Convalescence bancaire

le 06/09/2012 L'AGEFI Hebdo

Rentrée à haut risque pour le système bancaire français. A première vue, ses champions abordent pourtant l’échéance dans une position relativement confortable. L’été a été clément sur les marchés, bien loin du psychodrame de 2011, et ils échappent aux scandales qui continuent d’affliger nombre de leurs concurrents britanniques ou américains. Les difficultés du CIF, comme celles de Dexia, restent des exemples coûteux mais néanmoins marginaux d’établissements trop exposés au financement de marché. Enfin, les banques françaises ont, en un an, consenti des efforts considérables et non moins remarquables pour renforcer leur bilan. Aux abois en septembre dernier face à une crise de liquidité sans précédent provoquée par le désengagement soudain des fonds monétaires américains et au brutal durcissement des exigences prudentielles, elles ont globalement atteint leurs objectifs de réduction des besoins de financement en dollars.
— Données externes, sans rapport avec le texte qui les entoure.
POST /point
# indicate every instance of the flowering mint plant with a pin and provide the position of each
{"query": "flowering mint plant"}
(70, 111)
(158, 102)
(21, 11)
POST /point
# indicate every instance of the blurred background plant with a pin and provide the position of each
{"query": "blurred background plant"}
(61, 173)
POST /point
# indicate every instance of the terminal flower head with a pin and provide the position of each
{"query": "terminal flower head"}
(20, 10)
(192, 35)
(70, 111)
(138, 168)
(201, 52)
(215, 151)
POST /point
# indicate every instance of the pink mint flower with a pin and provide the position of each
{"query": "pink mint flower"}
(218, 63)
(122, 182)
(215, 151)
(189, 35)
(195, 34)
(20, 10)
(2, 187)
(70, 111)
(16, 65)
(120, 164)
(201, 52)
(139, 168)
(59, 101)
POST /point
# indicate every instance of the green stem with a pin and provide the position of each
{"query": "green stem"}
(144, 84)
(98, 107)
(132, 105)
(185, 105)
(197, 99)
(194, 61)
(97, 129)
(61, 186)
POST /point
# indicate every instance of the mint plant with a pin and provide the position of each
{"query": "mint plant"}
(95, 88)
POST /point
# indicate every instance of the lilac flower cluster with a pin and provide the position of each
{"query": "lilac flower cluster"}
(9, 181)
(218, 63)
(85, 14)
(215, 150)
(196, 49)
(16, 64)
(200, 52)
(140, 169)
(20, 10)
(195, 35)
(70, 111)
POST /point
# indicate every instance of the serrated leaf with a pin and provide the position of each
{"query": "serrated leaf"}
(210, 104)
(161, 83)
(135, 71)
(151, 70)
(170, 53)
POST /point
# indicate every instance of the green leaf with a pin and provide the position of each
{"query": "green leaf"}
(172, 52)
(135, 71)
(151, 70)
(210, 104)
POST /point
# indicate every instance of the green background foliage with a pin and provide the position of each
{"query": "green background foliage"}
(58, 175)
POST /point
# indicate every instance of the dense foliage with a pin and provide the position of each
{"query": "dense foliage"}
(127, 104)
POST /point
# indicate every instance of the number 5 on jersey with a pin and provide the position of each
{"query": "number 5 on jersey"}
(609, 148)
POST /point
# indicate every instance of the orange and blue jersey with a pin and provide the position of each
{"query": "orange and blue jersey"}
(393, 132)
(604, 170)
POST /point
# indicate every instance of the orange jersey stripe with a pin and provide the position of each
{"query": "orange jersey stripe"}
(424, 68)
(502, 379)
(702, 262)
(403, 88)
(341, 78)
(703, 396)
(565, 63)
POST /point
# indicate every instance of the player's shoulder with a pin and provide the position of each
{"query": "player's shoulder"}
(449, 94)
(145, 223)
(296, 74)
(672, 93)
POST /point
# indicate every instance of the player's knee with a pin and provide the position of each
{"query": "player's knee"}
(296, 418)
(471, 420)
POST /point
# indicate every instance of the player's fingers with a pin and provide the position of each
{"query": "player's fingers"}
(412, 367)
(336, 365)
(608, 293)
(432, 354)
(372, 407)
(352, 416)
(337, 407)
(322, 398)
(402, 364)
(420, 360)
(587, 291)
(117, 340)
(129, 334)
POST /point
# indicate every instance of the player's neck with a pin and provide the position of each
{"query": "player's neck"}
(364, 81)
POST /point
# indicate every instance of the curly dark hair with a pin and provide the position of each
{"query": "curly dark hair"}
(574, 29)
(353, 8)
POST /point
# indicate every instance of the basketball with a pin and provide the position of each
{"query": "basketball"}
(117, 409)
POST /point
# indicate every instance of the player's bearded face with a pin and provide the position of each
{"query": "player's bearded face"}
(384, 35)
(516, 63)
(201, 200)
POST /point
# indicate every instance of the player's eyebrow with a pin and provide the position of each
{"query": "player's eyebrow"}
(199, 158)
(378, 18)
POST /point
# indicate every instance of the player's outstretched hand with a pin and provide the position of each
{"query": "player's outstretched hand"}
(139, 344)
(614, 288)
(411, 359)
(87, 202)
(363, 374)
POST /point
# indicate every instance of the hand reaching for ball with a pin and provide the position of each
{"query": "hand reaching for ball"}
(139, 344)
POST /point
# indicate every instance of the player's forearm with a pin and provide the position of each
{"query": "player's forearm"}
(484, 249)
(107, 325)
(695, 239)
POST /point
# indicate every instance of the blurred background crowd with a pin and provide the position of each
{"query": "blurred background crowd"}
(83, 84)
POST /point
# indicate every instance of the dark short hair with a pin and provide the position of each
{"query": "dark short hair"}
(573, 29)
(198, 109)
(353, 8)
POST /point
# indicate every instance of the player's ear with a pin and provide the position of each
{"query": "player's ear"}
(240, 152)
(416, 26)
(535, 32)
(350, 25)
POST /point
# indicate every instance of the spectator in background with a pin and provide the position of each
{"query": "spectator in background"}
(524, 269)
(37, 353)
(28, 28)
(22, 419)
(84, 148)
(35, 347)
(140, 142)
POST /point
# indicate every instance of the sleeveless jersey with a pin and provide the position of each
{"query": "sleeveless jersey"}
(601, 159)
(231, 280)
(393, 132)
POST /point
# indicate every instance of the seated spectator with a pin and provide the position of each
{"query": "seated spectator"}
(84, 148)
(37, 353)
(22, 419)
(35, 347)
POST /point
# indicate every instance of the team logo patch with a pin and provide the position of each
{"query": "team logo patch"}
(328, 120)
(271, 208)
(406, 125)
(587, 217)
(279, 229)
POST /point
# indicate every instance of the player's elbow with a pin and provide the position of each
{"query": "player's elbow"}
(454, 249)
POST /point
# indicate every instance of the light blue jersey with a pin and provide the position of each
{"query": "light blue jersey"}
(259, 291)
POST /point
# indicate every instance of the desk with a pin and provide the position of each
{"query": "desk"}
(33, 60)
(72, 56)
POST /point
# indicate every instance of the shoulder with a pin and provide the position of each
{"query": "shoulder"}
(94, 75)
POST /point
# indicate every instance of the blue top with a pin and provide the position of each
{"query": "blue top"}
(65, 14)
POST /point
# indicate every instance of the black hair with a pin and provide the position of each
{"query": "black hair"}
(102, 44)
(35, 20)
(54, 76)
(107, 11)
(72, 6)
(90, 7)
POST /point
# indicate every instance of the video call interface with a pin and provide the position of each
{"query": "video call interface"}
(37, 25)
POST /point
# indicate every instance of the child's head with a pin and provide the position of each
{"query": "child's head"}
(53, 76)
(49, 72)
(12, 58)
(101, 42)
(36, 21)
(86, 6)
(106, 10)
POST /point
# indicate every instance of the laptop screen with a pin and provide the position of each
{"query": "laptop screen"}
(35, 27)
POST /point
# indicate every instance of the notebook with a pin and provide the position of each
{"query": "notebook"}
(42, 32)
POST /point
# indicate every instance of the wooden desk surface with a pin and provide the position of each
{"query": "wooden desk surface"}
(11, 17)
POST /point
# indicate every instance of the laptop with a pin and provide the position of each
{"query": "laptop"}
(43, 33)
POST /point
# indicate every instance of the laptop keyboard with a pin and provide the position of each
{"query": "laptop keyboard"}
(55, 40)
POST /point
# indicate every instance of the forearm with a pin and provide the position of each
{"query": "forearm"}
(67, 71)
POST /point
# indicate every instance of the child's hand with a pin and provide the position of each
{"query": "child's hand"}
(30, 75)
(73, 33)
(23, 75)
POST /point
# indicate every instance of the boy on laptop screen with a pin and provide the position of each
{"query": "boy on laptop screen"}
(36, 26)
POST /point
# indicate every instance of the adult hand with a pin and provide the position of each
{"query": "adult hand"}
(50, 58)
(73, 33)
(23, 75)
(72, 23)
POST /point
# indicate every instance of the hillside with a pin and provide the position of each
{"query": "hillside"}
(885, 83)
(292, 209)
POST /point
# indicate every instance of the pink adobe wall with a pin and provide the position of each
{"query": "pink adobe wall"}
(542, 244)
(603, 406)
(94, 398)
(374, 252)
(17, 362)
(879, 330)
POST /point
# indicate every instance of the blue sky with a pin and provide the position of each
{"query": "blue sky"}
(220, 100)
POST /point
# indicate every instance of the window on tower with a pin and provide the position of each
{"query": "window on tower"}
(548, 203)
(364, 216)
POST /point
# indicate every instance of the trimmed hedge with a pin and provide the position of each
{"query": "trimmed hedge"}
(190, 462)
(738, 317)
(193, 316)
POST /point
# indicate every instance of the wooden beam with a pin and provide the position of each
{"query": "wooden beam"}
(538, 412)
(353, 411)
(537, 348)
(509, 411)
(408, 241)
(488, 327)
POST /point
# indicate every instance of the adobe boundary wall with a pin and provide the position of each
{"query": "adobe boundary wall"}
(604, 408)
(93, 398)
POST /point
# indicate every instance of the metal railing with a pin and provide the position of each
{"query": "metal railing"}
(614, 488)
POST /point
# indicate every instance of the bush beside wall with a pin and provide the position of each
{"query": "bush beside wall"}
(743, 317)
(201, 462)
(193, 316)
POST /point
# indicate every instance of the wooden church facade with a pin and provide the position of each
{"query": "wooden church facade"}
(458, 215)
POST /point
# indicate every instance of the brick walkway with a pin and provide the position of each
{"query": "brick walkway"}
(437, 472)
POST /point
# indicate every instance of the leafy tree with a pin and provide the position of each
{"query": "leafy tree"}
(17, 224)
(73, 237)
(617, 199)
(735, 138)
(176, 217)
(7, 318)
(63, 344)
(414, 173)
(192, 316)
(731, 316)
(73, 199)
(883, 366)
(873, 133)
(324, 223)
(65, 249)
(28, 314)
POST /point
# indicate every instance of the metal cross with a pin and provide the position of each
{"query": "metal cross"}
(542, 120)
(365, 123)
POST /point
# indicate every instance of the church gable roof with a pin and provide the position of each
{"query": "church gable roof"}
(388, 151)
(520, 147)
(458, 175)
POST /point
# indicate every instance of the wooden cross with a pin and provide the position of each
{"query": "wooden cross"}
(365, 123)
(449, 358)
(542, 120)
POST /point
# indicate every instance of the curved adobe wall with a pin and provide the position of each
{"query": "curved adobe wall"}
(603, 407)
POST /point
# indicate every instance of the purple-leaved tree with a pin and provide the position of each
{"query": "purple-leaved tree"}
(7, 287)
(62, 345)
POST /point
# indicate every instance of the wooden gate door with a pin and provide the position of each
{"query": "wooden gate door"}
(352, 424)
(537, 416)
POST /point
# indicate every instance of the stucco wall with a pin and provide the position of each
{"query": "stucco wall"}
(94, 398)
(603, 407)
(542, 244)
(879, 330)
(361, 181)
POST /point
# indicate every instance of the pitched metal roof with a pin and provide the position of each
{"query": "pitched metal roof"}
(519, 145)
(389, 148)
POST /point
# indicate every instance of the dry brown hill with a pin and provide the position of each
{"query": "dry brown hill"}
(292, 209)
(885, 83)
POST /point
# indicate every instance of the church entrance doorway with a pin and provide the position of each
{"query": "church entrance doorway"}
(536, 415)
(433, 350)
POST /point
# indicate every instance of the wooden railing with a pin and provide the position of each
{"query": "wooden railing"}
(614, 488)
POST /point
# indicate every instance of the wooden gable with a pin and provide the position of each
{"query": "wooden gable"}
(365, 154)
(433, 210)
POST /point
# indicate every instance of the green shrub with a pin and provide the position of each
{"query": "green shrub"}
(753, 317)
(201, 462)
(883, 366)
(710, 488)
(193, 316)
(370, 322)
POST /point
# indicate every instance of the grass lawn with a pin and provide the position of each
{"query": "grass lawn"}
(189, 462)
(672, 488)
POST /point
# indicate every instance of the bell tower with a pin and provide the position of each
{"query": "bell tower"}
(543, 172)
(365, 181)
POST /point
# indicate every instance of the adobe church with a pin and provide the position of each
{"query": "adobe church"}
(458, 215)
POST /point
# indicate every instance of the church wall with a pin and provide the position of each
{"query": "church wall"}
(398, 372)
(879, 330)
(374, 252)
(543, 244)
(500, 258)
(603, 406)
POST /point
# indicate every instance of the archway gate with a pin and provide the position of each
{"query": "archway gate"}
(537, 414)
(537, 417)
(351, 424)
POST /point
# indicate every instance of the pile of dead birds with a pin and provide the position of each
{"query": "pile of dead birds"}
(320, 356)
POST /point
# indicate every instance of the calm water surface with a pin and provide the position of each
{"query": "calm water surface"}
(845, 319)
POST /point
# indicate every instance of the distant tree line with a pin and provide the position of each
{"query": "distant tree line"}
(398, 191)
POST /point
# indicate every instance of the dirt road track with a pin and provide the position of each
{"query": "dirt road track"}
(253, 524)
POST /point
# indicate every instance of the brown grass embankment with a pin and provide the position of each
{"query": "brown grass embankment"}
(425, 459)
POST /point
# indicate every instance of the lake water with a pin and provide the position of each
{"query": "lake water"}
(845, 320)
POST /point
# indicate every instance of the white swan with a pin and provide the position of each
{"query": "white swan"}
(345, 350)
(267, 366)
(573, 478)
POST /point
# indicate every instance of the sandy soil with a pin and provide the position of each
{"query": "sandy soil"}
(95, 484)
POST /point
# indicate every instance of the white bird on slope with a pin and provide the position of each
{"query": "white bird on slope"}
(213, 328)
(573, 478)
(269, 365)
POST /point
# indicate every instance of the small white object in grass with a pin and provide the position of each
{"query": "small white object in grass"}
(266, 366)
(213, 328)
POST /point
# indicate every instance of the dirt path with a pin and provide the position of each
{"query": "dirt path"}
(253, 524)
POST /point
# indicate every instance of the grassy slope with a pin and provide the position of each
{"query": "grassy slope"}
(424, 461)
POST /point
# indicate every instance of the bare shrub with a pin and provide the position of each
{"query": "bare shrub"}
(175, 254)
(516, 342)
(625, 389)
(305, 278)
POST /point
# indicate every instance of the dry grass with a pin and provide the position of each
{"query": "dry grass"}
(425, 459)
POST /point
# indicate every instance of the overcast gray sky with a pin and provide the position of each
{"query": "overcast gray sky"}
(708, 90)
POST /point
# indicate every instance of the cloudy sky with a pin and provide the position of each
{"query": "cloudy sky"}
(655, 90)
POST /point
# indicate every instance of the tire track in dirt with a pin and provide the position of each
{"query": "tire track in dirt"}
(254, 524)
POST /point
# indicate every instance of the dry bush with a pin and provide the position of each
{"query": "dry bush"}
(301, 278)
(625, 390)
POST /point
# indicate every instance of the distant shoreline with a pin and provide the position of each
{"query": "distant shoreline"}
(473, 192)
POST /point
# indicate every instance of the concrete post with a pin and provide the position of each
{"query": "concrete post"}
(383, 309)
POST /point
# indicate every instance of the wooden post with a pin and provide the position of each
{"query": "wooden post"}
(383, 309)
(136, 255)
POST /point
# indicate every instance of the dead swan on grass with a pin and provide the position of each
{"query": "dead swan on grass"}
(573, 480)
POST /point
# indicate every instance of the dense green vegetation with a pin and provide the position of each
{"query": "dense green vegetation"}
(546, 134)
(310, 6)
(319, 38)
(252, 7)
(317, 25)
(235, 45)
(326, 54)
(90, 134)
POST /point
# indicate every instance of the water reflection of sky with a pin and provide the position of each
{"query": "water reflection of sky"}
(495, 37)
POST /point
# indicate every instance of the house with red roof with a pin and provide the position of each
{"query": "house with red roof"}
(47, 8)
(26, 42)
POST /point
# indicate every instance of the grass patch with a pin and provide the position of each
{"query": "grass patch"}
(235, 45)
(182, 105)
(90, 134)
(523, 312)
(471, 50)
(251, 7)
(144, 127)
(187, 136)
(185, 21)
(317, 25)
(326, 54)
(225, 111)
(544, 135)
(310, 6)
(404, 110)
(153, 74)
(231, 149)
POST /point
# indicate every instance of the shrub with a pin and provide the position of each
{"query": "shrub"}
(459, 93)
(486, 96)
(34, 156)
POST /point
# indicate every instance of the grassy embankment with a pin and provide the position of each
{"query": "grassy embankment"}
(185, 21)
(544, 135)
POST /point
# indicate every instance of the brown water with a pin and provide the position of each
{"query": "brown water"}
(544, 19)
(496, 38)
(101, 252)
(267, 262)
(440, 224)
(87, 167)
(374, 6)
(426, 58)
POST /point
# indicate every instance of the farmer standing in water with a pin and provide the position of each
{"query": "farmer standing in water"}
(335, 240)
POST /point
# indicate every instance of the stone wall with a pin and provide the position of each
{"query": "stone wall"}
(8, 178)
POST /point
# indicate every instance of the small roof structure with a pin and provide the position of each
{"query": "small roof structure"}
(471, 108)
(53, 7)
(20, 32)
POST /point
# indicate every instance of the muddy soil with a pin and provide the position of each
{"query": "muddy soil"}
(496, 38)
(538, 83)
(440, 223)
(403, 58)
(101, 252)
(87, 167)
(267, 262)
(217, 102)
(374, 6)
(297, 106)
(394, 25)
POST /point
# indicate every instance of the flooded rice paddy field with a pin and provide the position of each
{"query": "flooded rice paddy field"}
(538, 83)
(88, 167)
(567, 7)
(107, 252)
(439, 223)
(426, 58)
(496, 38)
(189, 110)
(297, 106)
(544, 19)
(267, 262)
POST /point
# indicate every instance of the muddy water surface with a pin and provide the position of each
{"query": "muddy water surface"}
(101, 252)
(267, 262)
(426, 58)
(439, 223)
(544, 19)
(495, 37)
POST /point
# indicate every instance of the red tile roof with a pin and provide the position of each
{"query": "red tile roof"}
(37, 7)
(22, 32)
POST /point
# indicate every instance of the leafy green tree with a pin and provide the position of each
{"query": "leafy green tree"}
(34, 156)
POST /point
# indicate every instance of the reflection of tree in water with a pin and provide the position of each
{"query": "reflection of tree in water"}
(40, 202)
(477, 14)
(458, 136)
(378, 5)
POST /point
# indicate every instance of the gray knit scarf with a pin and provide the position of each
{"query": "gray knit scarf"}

Quand à leurs niveaux de fonds propres, c’est haut la main et sans recours à des augmentations de capital qu’ils devraient répondre aux normes nouvelles, grâce à une baisse drastique des actifs pondérés des risques. Enfin, leur modèle est désormais apuré grâce à de solides plans de réduction des coûts. Jamais il n’avait été tant demandé aux banques en aussi peu de temps. Leur capacité d’adaptation radicale doit être saluée.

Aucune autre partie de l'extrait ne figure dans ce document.